A total of 615 patients were screened and 504 were randomised and received at least one dose of study medication (figure 1). The pre-specified per-protocol efficacy population included 489 patients; 15 (3.0%) were excluded for critical protocol violations, which included not having at least one post-baseline efficacy assessment that allowed for ACR20 calculation; one patient also had very low treatment compliance (41%). In all, 444 (88.1%) patients completed week 24.

Figure 1

Patient disposition through week 24.

Baseline demographics, disease characteristics and prior or concurrent therapy were comparable across treatment groups (table 1). In addition, these were generally consistent in the subgroup of biologic-experienced patients. As would be expected, relative to the overall population, patients with biologic experience tended to have a longer duration of both PsA and psoriasis, a greater proportion had baseline psoriasis body surface area ≥3%, and a lower proportion were taking concomitant DMARDs at baseline. At baseline, 327 (64.9%) patients were taking DMARDs, of whom 273 (83.5%) were taking methotrexate; 119 (23.6%) had prior biologic exposure, and 47 (9.3%) were considered biologic therapeutic failures.

Table 1

Baseline demographics and clinical characteristics: intent-to-treat population (N=504*)

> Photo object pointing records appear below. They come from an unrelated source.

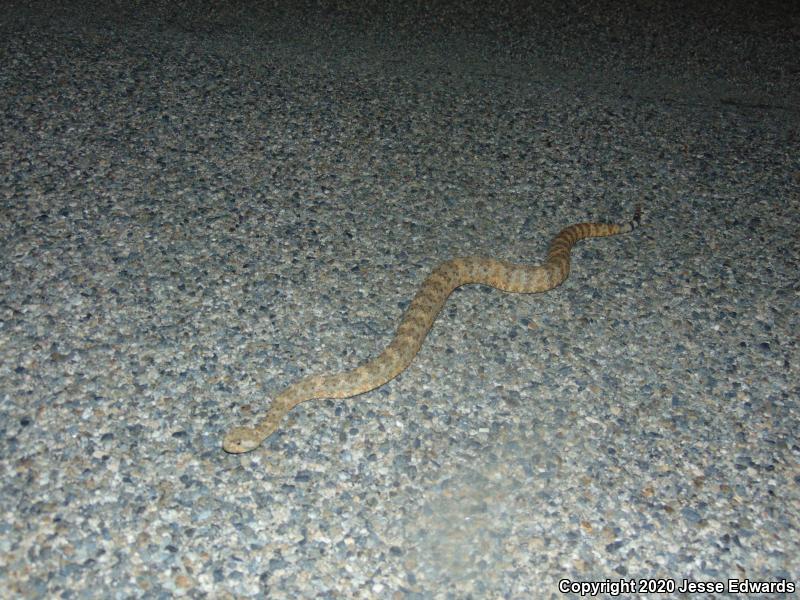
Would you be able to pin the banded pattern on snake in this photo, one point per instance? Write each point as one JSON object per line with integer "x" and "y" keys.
{"x": 418, "y": 320}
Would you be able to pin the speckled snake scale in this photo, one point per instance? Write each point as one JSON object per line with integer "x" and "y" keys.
{"x": 418, "y": 320}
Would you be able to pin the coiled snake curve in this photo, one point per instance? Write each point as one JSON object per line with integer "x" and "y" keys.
{"x": 418, "y": 320}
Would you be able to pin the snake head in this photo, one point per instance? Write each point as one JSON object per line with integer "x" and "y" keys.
{"x": 239, "y": 440}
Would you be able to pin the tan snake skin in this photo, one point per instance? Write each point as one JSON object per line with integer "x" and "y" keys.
{"x": 418, "y": 320}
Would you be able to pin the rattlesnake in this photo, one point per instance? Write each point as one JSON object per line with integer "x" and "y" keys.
{"x": 418, "y": 320}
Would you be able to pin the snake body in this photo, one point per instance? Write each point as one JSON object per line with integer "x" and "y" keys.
{"x": 418, "y": 320}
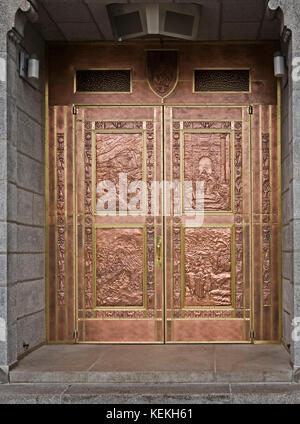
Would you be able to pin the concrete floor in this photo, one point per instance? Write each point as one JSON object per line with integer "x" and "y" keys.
{"x": 154, "y": 364}
{"x": 172, "y": 374}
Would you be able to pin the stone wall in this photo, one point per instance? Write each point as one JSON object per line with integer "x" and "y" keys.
{"x": 27, "y": 220}
{"x": 291, "y": 179}
{"x": 22, "y": 223}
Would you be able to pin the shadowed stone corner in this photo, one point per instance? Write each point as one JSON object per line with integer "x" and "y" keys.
{"x": 297, "y": 375}
{"x": 3, "y": 375}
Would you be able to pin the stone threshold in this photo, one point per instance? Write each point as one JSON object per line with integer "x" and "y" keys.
{"x": 206, "y": 393}
{"x": 153, "y": 364}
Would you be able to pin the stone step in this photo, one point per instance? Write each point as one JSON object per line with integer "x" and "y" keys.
{"x": 154, "y": 364}
{"x": 210, "y": 393}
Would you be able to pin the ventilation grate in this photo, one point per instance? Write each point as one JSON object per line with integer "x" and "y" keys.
{"x": 104, "y": 81}
{"x": 222, "y": 80}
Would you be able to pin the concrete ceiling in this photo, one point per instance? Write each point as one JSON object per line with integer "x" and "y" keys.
{"x": 81, "y": 20}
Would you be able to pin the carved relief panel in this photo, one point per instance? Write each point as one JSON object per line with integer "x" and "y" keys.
{"x": 119, "y": 285}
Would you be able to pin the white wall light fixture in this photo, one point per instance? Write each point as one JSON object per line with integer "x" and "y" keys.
{"x": 33, "y": 67}
{"x": 279, "y": 65}
{"x": 29, "y": 66}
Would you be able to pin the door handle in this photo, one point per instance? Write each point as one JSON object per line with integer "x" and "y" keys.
{"x": 158, "y": 250}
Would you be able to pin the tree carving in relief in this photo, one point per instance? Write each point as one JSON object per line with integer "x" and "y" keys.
{"x": 207, "y": 159}
{"x": 119, "y": 267}
{"x": 119, "y": 153}
{"x": 207, "y": 266}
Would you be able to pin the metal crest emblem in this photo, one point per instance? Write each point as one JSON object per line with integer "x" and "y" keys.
{"x": 162, "y": 70}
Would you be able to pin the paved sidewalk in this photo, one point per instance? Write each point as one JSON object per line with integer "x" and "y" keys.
{"x": 153, "y": 374}
{"x": 179, "y": 393}
{"x": 154, "y": 364}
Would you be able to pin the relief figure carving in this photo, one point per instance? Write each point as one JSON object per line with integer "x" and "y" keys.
{"x": 119, "y": 267}
{"x": 207, "y": 159}
{"x": 207, "y": 266}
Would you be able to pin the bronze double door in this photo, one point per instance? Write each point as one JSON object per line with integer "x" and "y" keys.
{"x": 130, "y": 260}
{"x": 154, "y": 268}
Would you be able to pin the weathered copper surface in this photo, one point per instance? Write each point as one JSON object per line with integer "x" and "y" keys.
{"x": 207, "y": 159}
{"x": 207, "y": 266}
{"x": 162, "y": 71}
{"x": 219, "y": 280}
{"x": 119, "y": 267}
{"x": 118, "y": 279}
{"x": 116, "y": 154}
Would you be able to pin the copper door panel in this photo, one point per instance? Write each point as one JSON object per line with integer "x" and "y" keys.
{"x": 208, "y": 295}
{"x": 119, "y": 282}
{"x": 222, "y": 276}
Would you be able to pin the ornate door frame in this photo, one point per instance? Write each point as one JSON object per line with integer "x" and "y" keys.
{"x": 265, "y": 231}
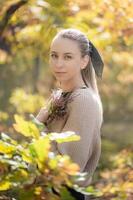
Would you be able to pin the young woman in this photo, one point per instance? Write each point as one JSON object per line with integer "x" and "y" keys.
{"x": 74, "y": 61}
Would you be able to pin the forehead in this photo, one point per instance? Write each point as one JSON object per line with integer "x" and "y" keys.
{"x": 63, "y": 45}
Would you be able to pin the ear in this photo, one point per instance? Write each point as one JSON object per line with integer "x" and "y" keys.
{"x": 85, "y": 61}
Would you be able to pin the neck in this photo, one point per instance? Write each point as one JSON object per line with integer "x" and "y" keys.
{"x": 71, "y": 85}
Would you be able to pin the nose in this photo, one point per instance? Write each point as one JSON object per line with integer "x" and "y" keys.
{"x": 59, "y": 63}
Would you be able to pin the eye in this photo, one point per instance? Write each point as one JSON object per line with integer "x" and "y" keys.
{"x": 67, "y": 57}
{"x": 53, "y": 55}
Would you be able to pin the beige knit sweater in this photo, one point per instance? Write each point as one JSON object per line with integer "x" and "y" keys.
{"x": 85, "y": 119}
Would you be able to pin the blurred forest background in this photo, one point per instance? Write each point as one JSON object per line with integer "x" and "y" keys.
{"x": 26, "y": 30}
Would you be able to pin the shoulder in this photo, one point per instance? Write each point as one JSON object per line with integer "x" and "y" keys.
{"x": 84, "y": 97}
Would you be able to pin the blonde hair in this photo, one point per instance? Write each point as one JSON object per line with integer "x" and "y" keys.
{"x": 88, "y": 73}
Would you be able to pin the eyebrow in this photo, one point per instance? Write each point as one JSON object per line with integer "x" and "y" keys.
{"x": 64, "y": 53}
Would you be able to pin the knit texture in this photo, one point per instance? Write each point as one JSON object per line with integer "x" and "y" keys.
{"x": 85, "y": 119}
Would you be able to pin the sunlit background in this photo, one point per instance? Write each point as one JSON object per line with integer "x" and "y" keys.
{"x": 26, "y": 30}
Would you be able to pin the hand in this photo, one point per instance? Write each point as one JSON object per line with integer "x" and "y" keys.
{"x": 42, "y": 115}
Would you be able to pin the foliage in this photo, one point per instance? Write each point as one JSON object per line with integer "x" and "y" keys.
{"x": 26, "y": 103}
{"x": 117, "y": 183}
{"x": 29, "y": 28}
{"x": 30, "y": 170}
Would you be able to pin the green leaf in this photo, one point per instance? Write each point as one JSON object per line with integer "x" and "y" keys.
{"x": 68, "y": 136}
{"x": 8, "y": 139}
{"x": 40, "y": 148}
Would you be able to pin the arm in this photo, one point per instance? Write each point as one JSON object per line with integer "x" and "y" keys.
{"x": 42, "y": 115}
{"x": 83, "y": 120}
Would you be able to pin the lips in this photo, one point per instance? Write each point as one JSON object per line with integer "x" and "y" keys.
{"x": 60, "y": 72}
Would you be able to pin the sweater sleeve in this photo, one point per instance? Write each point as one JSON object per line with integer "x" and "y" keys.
{"x": 83, "y": 118}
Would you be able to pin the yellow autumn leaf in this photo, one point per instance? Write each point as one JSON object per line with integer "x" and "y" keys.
{"x": 6, "y": 148}
{"x": 26, "y": 128}
{"x": 5, "y": 185}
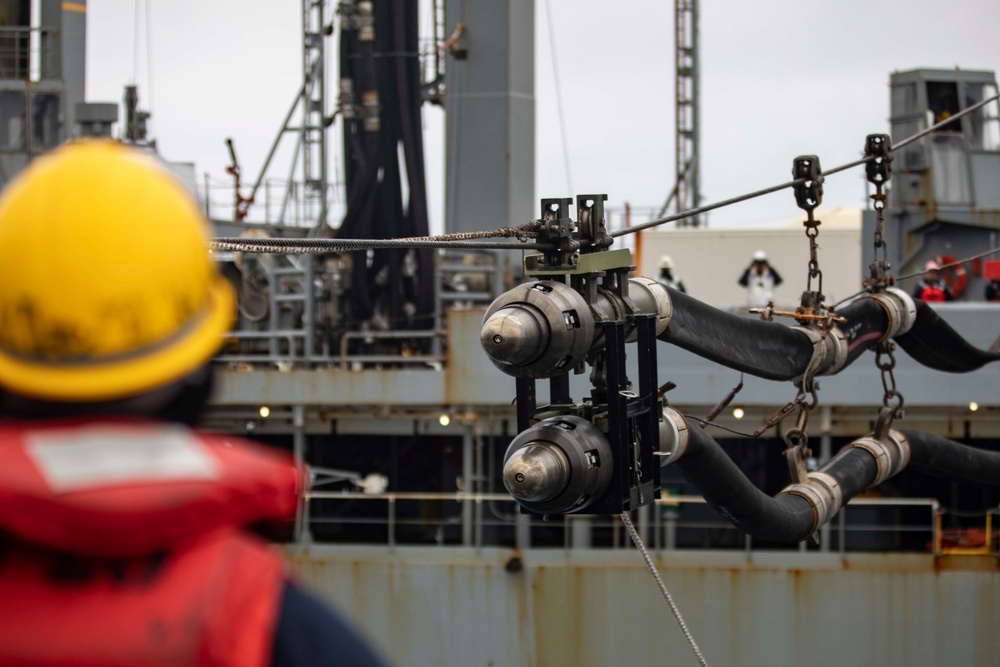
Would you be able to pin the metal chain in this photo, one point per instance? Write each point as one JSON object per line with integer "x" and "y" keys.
{"x": 809, "y": 195}
{"x": 812, "y": 231}
{"x": 878, "y": 147}
{"x": 663, "y": 588}
{"x": 888, "y": 378}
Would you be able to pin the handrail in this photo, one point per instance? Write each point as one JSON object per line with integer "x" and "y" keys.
{"x": 662, "y": 525}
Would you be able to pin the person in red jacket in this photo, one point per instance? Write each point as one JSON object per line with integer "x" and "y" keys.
{"x": 932, "y": 287}
{"x": 124, "y": 533}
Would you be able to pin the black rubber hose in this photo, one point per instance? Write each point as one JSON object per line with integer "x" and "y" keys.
{"x": 932, "y": 342}
{"x": 952, "y": 460}
{"x": 769, "y": 350}
{"x": 786, "y": 518}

At week 16, significantly more patients receiving apremilast 20 mg BID (51/163 (31.3%); p=0.0140) and 30 mg BID (64/161 (39.8%); p=0.0001) achieved an ACR20 response versus placebo (32/165 (19.4%); figure 2A). The intent-to-treat analysis, which included all patients who were randomised as specified in the protocol, demonstrated consistent results (placebo, 32/168 (19.0%); apremilast 20 mg BID, 51/168 (30.4%), p=0.0166; apremilast 30 mg BID, 64/168 (38.1%), p=0.0001). Efficacy was demonstrated across patients with varying treatment experience. Biologic-naïve patients generally experienced higher absolute ACR20 response rates compared with biologic-experienced patients and patients with a history of biologic failure (figure 2B). In general, a dose-related effect was observed with higher ACR20 response rates achieved in those receiving apremilast 30 mg BID versus 20 mg BID, although statistical comparison was not conducted.

Figure 2

Proportion of patients achieving 20% improvement in modified American College of Rheumatology (ACR20) response criteria at week 16. (A) The proportion of patients achieving an ACR20 response at week 16 (primary efficacy endpoint). (B) The proportion of patients achieving an ACR20 response by biologic experience. The per-protocol population (n=489) was analysed using non-responder imputation for missing data; last-observation-carried-forward (LOCF) methodology was used for sensitivity analyses. Error bars represent SE. *p<0.02; †p<0.007; ‡p<0.001.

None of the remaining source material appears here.